Despite his improvement, Hunt was not expected to make the Reds' roster in 1961. Fred Hutchinson, the manager, did not even bother to mention Hunt in a pre-season news release where he discussed rookies to watch. However, Hunt's improved control helped him win a spot in the Reds' starting rotation. His first game actually was not a start, but a relief outing in which he filled in for Reds' ace Jim O'Toole, in a 5–3 loss to the St. Louis Cardinals on April 16. Three days later, he made his first start and got his first career win, giving up two runs (one earned) in eight innings in a 4–2 victory over the San Francisco Giants. On May 23, despite allowing five hits and six walks in 7 2/3 innings, he held the Los Angeles Dodgers scoreless, beating Don Drysdale in a 2–0 victory. Hunt got off to a fast start, sporting an 8–3 record and a 2.73 ERA through his first 14 games (13 as a starter). However, after that, he struggled to a 1–7 record and a 6.27 ERA over the rest of the season (though he only walked 22 in 47 1/3 innings over that time). He started only one game after August 5 as the Reds went to a four-man rotation down the stretch. Despite his late fade, Hunt won The Sporting News Rookie Pitcher of the Year Award after going 9–10 with 75 strikeouts in 136⅓ innings of work. The Reds surprised experts (Sports Illustrated said they had 25–1 odds of winning the pennant before the season) by finishing in first place in the National League, earning a trip to the World Series against the New York Yankees. Not needed as a starter, Hunt made only one appearance, striking out one and walking one in the ninth inning of the fifth and final game, a blowout 13–5 loss.

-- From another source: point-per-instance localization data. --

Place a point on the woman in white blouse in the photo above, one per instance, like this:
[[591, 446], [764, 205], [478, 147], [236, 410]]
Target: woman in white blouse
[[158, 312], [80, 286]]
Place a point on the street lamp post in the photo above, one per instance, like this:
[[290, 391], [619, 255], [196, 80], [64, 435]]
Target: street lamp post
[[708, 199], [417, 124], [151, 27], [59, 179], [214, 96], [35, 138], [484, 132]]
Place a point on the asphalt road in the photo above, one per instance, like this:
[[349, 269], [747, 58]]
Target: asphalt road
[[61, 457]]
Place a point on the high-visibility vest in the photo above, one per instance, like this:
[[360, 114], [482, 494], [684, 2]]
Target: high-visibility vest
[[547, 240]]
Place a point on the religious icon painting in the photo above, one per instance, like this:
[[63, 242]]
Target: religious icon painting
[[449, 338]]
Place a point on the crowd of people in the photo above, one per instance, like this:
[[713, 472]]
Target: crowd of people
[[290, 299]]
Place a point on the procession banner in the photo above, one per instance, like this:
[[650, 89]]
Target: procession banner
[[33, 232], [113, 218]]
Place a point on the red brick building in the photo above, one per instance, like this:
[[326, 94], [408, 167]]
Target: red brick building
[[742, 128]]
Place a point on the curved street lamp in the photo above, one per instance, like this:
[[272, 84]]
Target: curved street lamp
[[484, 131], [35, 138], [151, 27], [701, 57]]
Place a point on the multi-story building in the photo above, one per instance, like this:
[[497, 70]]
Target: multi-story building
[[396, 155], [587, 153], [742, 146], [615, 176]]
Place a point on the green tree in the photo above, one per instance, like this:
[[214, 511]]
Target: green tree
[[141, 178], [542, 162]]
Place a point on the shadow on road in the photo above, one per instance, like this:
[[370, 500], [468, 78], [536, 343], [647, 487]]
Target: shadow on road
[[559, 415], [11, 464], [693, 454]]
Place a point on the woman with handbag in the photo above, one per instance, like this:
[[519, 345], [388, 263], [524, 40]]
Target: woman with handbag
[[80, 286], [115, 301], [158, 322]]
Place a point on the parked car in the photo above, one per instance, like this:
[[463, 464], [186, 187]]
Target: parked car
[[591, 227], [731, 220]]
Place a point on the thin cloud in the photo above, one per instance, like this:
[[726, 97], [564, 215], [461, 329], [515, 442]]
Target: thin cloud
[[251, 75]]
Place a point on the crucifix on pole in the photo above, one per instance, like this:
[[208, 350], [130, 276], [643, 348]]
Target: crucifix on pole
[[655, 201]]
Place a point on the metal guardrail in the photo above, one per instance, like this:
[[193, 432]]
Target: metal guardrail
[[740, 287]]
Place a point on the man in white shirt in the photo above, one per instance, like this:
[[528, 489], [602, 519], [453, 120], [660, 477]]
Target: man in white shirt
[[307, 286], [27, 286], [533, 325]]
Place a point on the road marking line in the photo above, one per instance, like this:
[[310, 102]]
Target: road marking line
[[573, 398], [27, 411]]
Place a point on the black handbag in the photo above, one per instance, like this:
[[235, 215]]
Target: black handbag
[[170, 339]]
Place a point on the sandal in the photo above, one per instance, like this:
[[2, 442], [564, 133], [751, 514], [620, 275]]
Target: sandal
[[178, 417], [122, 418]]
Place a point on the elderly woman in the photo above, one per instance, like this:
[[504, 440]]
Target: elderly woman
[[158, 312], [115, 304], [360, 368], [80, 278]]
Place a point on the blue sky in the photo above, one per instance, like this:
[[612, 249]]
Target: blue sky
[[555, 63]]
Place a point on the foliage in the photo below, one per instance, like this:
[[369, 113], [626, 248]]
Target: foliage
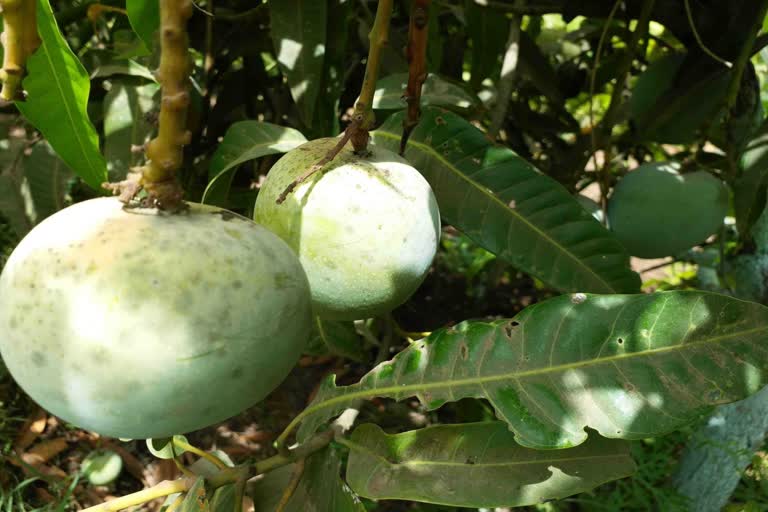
[[533, 339]]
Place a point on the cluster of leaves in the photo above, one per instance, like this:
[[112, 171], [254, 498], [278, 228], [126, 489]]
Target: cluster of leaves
[[569, 380]]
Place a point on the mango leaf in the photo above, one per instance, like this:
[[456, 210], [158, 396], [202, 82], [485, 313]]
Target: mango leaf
[[47, 176], [144, 17], [476, 465], [58, 87], [196, 499], [123, 67], [750, 187], [125, 125], [436, 91], [298, 33], [508, 207], [669, 103], [338, 338], [319, 490], [487, 29], [628, 366], [245, 141], [14, 190]]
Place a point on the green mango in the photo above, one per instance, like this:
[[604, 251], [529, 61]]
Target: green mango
[[365, 228], [138, 324], [655, 211]]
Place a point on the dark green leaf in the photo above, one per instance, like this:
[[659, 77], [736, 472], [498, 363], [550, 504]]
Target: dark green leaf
[[670, 103], [487, 29], [436, 91], [298, 34], [338, 338], [126, 125], [628, 366], [508, 207], [47, 177], [126, 67], [245, 141], [319, 490], [58, 87], [476, 465], [144, 17], [750, 188], [14, 190]]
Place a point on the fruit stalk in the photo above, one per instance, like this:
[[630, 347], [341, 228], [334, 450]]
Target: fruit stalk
[[418, 32], [165, 152], [363, 116], [13, 45]]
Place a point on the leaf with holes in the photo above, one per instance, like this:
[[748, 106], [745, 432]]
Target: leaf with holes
[[298, 31], [507, 206], [628, 366], [245, 141], [476, 465], [57, 86]]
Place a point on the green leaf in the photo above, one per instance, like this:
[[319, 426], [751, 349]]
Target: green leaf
[[339, 338], [672, 99], [298, 29], [33, 186], [47, 177], [144, 17], [436, 91], [58, 87], [487, 29], [123, 67], [196, 499], [163, 447], [628, 366], [125, 125], [319, 490], [14, 189], [510, 208], [245, 141], [476, 465], [750, 187]]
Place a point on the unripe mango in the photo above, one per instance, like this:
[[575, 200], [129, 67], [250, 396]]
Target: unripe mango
[[365, 228], [137, 324], [655, 211]]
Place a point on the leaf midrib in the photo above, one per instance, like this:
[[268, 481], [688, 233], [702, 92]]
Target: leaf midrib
[[365, 393], [428, 149]]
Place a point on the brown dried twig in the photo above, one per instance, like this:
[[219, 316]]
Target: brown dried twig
[[418, 32]]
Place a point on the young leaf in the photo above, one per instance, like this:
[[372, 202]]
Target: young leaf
[[436, 91], [298, 34], [58, 87], [628, 366], [508, 207], [144, 17], [245, 141], [320, 488], [196, 499], [476, 465]]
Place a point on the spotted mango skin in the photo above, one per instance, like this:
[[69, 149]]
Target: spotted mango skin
[[136, 324], [365, 229]]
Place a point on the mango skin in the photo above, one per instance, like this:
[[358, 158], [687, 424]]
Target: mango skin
[[366, 229], [655, 211], [138, 325]]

Hunt was mentioned in Sports Illustrated's preview of the 1962 Reds as a backup for the Big Three starters of Joey Jay, O'Toole, and Bob Purkey. However, he did not pitch for the Reds that year. In fact, he never pitched in the major leagues again. Hunt did throw in the minor leagues, pitching 16 games (14 starts) between the Reds' Class A affiliate (now the Macon Peaches) and the San Diego Padres of the Class AAA Pacific Coast League. He had a 2–8 record between those teams, with a 7.67 ERA, and his control problems returned, as he walked 80 in 61 innings. Strangely, he gave up fewer earned runs per game at San Diego (3.46 ERA) than at Macon (10.80 ERA).

In 1963, Hunt again split the season between Macon (now a Class AA affiliate) and San Diego, though he only pitched two games for the Padres. In 19 games (18 starts), he had a 7–9 record, a 4.50 ERA, 56 strikeouts, and 89 walks in 88 innings. He spent all of 1964 with Macon, which switched to the Southern League. In 25 games (14 starts), he had a 7–6 record, a 4.59 ERA, 69 strikeouts, and 63 walks in 98 innings.

Cincinnati switched its AA affiliate to the Knoxville Smokies of the Southern League in 1965, and Hunt pitched one final season for them, losing two games and posting a 6.92 ERA in 12 games (four starts). He also got spent time with the Baltimore Orioles' organization that season, giving up five runs in three innings of three games for the Class AAA Rochester Red Wings of the International League that year. His career ended at the age of 26, with him having pitched one season in the major leagues.

==Later life==
Following his baseball career, Hunt earned his bachelor's degree from Brigham Young University, then taught English and coached basketball and baseball at Morgan High School in Utah from 1983 through 2003. As a basketball coach, he was twice named Utah's 2A coach of the year. In 2004, he was grateful to be inducted into the Utah Sports Hall of Fame. He and his wife had three children: Ken III, Jennifer, and Adam. An avid sportsman, he liked to fish, hunt and camp. Hunt also was an enthusiastic Utah Jazz fan who would shout at the TV while watching their games. Hunt died in Morgan at age 69 while in hospice.